Imagem 1: Mapa do Rio Mekong, Sudeste Asiático.

Fonte: Encyclopaedia Britannica, 2012. 

O Rio Mekong desempenha um papel vital para mais de 70 milhões de pessoas que residem em seu entorno (Usaid, 2017; Van Zalinge et al., 2004), sustentando não apenas a subsistência, mas também impulsionando a economia local. Na região, a prática agrícola é fortemente influenciada pelas cheias sazonais que ocorrem no período de chuvas. As inundações periódicas do Mekong transportam consigo sedimentos essenciais, enriquecendo o solo e o tornando particularmente fértil para o cultivo de arroz e outras culturas. Além desse papel fundamental, essa bacia fluvial também abriga a maior indústria pesqueira de água doce do mundo, com cerca de 2.3 milhões de toneladas de peixes sendo capturados anualmente (Mrc, 2020). 

Imagem 2: Plantação de arroz em Soc Trang, Vietnã

Fonte: UNSPLASH, 2019.

Devido à sua incontestável importância, o Rio Mekong, bem como todo o intrincado sistema que sustenta, encontram-se profundamente vulneráveis aos efeitos das alterações climáticas e à degradação dos ecossistemas (European Parliament, 2019). É sob essa premissa que a construção de barragens em suas águas, visando a geração de energia, impõe uma pressão insustentável sobre esse frágil equilíbrio.

CONSTRUÇÃO DE BARRAGENS NO RIO MEKONG

O cenário de desenvolvimento hidrelétrico no Rio Mekong emerge como um tema de extrema relevância, porém, é igualmente marcado por posicionamentos controversos. As barragens e represas construídas ao longo dele são impulsionadas principalmente pela crescente demanda por energia e infraestrutura na região do Sudeste Asiático. Esse empreendimento complexo é custeado por uma combinação de interesses e atores, que incluem governos nacionais, empresas de energia e investidores internacionais.    

A Tailândia deu o primeiro passo no aproveitamento das águas do Mekong para a geração de energia ao construir a Barragem Num Pung, em 1965. Após esse marco inicial, outras barragens foram erguidas, porém a eclosão da Guerra Fria paralisou o desenvolvimento de novos projetos. A retomada ocorreu em meados da década de 1990, quando diversos países da região empreenderam a construção de barragens. A China, por exemplo, deu início à Barragem de Xiaowan, uma das maiores do mundo em capacidade instalada, inaugurada em 2010 (Soukhaphon et al, 2021; Hecht et al, 2019; Orr et al., 2012). 

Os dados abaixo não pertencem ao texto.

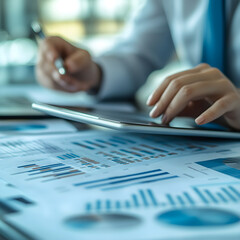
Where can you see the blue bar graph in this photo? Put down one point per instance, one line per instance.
(46, 173)
(146, 198)
(123, 181)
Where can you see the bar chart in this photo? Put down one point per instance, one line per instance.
(46, 173)
(18, 148)
(123, 181)
(228, 166)
(209, 195)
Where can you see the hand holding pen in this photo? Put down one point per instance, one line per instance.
(64, 67)
(37, 29)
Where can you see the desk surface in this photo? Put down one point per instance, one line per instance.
(101, 184)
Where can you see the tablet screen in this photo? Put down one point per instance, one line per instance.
(140, 118)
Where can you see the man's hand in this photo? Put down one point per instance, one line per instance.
(200, 83)
(82, 73)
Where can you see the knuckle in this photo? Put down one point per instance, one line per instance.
(186, 91)
(176, 84)
(204, 65)
(216, 72)
(223, 103)
(168, 79)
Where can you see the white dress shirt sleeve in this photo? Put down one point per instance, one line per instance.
(146, 45)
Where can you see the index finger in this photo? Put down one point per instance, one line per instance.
(155, 96)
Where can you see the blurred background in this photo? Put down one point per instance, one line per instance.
(93, 23)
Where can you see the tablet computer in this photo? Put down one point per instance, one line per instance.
(137, 122)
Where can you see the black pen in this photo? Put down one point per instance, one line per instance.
(38, 31)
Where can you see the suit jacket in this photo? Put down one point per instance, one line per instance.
(159, 29)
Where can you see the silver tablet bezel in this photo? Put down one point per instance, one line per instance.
(129, 127)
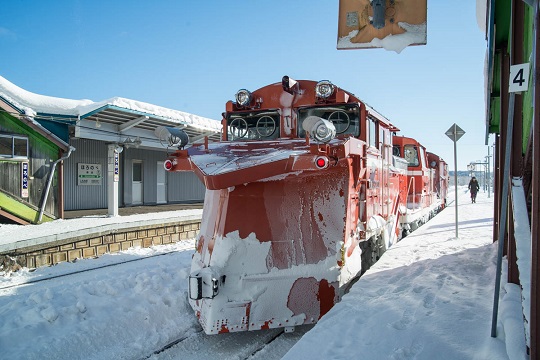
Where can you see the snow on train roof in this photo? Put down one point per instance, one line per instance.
(33, 104)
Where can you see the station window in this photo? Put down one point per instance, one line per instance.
(13, 146)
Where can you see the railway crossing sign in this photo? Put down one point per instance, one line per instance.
(455, 132)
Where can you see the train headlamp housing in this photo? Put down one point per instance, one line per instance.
(321, 162)
(243, 97)
(319, 129)
(324, 89)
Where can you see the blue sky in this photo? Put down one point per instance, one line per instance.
(193, 56)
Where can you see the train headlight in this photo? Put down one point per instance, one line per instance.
(321, 162)
(320, 129)
(324, 89)
(168, 165)
(243, 97)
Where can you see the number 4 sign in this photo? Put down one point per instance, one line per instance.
(519, 78)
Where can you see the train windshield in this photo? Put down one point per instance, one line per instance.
(344, 117)
(262, 125)
(410, 153)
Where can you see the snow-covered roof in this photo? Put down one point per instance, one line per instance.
(34, 104)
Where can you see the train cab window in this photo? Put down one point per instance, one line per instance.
(372, 131)
(410, 153)
(344, 117)
(253, 126)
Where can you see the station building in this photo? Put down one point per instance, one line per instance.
(106, 144)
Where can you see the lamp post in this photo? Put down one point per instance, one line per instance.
(455, 133)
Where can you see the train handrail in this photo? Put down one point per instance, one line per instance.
(414, 190)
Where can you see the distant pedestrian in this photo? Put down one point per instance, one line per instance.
(473, 188)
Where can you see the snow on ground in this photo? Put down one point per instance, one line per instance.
(429, 297)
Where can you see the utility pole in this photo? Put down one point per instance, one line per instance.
(455, 133)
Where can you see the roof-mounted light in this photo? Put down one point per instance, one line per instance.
(324, 89)
(243, 97)
(169, 164)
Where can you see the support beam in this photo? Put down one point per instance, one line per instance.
(535, 211)
(132, 123)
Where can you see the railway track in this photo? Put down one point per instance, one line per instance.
(251, 345)
(47, 277)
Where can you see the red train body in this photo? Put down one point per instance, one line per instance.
(304, 193)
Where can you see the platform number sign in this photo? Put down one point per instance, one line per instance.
(519, 78)
(24, 179)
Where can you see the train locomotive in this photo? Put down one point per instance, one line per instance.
(305, 191)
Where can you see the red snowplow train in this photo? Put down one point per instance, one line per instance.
(305, 191)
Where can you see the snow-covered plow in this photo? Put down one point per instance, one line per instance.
(302, 196)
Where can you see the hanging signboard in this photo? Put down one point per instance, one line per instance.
(389, 24)
(89, 174)
(24, 180)
(519, 78)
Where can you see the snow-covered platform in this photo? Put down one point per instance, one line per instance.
(14, 237)
(430, 296)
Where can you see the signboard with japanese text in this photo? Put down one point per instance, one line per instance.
(89, 174)
(24, 179)
(116, 167)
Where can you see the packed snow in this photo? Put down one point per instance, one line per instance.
(430, 296)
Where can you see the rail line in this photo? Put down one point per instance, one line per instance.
(46, 278)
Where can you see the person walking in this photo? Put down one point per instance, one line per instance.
(473, 188)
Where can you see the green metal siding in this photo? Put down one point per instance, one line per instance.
(41, 154)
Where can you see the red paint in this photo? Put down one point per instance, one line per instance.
(326, 296)
(223, 329)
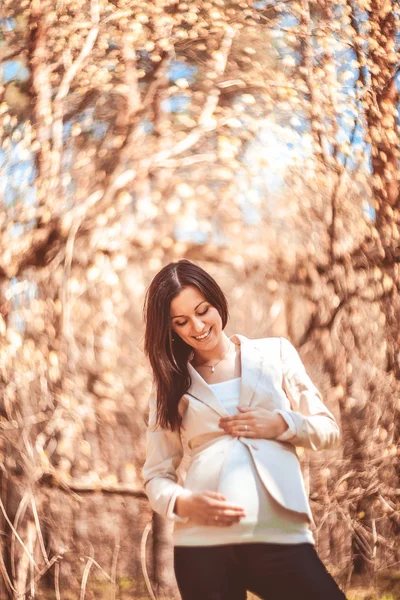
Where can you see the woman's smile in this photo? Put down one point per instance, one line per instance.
(204, 336)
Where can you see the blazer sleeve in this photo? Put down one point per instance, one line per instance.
(164, 453)
(315, 426)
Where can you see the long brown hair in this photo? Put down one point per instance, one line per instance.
(169, 357)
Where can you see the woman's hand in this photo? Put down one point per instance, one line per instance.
(208, 508)
(254, 422)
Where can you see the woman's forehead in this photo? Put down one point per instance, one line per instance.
(188, 299)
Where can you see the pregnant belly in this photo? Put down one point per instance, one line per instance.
(241, 484)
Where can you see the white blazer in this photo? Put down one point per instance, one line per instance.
(273, 377)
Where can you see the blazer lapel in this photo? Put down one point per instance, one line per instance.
(251, 367)
(201, 391)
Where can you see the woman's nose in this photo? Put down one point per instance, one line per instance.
(198, 325)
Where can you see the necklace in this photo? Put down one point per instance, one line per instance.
(212, 367)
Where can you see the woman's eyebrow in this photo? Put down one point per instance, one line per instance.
(195, 308)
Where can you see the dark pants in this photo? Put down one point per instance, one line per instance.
(271, 571)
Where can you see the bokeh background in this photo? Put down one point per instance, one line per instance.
(260, 139)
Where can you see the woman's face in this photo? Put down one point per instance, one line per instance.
(195, 320)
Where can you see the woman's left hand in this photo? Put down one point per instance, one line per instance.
(254, 422)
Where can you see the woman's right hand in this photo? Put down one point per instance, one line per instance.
(203, 508)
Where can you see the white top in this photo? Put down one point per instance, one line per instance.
(266, 520)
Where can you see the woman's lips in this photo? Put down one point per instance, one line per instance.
(206, 338)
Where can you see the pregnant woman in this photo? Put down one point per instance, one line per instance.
(242, 517)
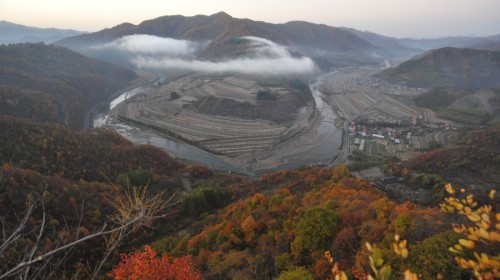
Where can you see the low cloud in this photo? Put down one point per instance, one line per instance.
(156, 53)
(142, 44)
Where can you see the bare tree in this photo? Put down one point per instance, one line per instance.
(134, 210)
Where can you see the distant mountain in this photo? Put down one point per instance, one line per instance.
(12, 33)
(53, 84)
(456, 42)
(473, 107)
(329, 46)
(389, 45)
(448, 67)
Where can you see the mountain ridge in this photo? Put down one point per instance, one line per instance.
(448, 67)
(13, 33)
(329, 46)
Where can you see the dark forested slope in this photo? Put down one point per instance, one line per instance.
(51, 83)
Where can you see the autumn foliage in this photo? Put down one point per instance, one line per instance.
(146, 265)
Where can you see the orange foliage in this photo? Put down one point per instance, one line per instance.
(145, 265)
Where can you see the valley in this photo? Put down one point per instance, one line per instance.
(218, 120)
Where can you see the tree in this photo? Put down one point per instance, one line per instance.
(481, 236)
(24, 256)
(315, 231)
(146, 265)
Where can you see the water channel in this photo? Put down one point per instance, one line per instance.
(323, 144)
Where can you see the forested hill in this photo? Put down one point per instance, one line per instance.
(97, 154)
(448, 67)
(54, 84)
(325, 44)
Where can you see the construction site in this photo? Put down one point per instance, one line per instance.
(222, 115)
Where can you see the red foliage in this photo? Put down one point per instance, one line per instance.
(145, 265)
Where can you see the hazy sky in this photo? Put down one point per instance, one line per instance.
(399, 18)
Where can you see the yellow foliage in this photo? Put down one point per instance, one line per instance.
(485, 230)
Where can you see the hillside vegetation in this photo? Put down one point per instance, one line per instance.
(473, 107)
(51, 83)
(448, 67)
(328, 46)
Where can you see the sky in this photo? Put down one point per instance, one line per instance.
(397, 18)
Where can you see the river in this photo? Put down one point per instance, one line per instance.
(319, 145)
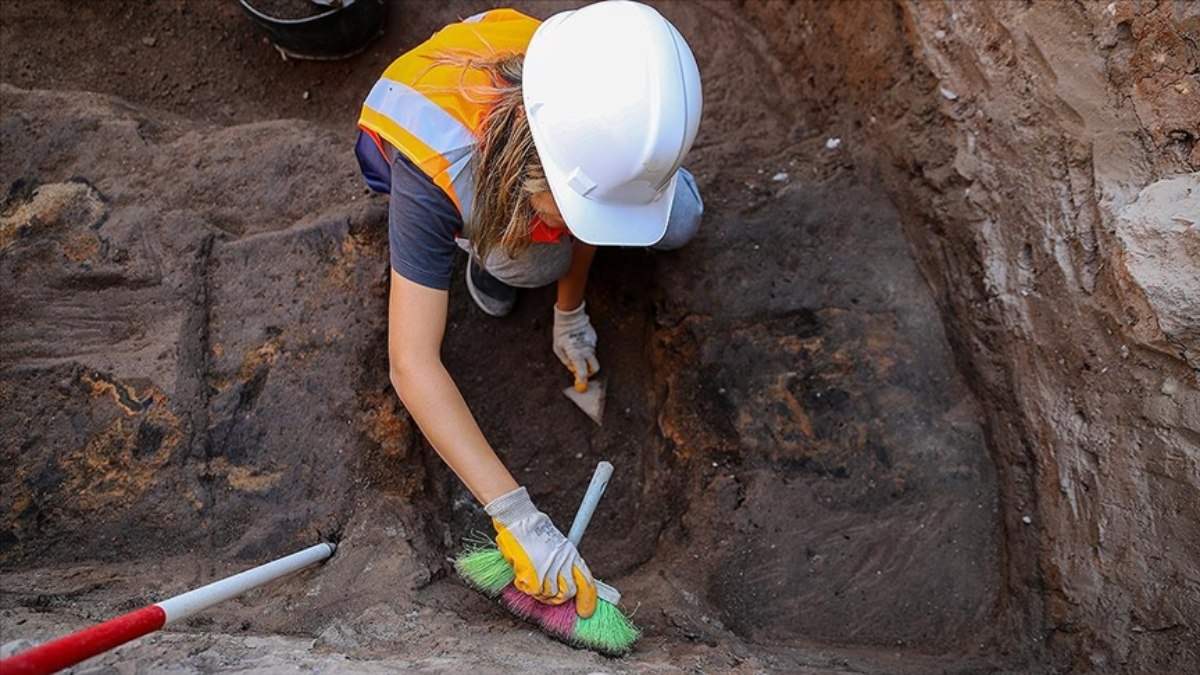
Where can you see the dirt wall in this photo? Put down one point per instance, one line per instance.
(922, 395)
(1043, 155)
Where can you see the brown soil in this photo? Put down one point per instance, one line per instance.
(911, 401)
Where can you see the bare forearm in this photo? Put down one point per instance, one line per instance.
(439, 410)
(573, 286)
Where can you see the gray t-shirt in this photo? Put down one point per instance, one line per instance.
(423, 223)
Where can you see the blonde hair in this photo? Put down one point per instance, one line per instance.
(508, 171)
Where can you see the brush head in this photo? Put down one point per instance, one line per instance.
(485, 569)
(607, 631)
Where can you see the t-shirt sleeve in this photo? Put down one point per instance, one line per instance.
(421, 227)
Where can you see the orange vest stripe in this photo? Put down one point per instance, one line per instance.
(419, 106)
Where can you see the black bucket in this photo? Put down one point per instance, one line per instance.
(334, 34)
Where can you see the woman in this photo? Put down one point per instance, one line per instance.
(526, 144)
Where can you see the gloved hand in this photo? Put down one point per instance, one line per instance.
(575, 345)
(545, 562)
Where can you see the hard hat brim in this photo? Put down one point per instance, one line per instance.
(611, 223)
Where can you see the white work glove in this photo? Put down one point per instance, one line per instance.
(575, 345)
(545, 563)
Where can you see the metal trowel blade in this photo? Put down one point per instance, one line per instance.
(591, 401)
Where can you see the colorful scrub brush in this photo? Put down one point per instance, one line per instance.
(609, 631)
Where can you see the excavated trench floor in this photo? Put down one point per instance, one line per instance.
(195, 380)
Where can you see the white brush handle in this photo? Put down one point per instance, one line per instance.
(595, 490)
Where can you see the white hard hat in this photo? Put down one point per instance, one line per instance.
(612, 96)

Imagem 3: Barragem de Xiaowan no rio Lancang (Alto Mekong), na China.

Fonte: FLICKR, 2019.

Entretanto, mais uma vez, os projetos hidrelétricos foram interrompidos em boa parte da região, principalmente devido à crise financeira asiática de 1989-1999. Em contrapartida, o desenvolvimento hidrelétrico no rio Lancang, na China, continuou a avançar. Ademais, no Laos, o Banco Mundial aprovou em 2005 o controverso projeto Nam Theun 2, a maior barragem construída em toda a bacia do rio Mekong, contribuindo em seu ambicioso programa de exportação de energia para países vizinhos. Dessa forma, a partir de 2010, foi observado um aumento considerável de hidrelétricas, consolidando ainda mais a tendência de expansão desses empreendimentos na região (Soukhaphon et al, 2021; Orr et al., 2012).  

Os investimentos em barragens na extensão do rio Mekong são amplamente variados, o que reflete a complexidade desse cenário. O governo chinês é um dos principais nomes quando se trata desse tipo de construção, investindo significativamente em projetos hidrelétricos em sua porção do rio. Por outro lado, é responsabilizado em grande parte pela devastação do Rio Mekong. Isto porque, especialmente 11 enormes barragens têm contribuído para inundações e secas históricas que danificaram áreas de desova e causaram transtornos às pessoas em países à jusante [1], o que inclui a Tailândia e o Laos. (Eyler, 2020; Keir Simmons, 2022). 

Uma vila de pescadores no distrito de Chiang Saen estava quase deserta numa visita recente, com 18 pontões para barcos, mas apenas cinco pescadores. Singkham Wantanam, 64 anos, pesca desde os 12 anos. Antigamente, ele ganhou dinheiro suficiente para pagar a faculdade dos filhos, disse ele, mas agora o peixe acabou, assim como o seu sustento. Ele disse que não havia pescado nenhum peixe naquele dia.“Tem sido assim a cada dois ou três dias”, disse ele. (Keir Simmons, 2022).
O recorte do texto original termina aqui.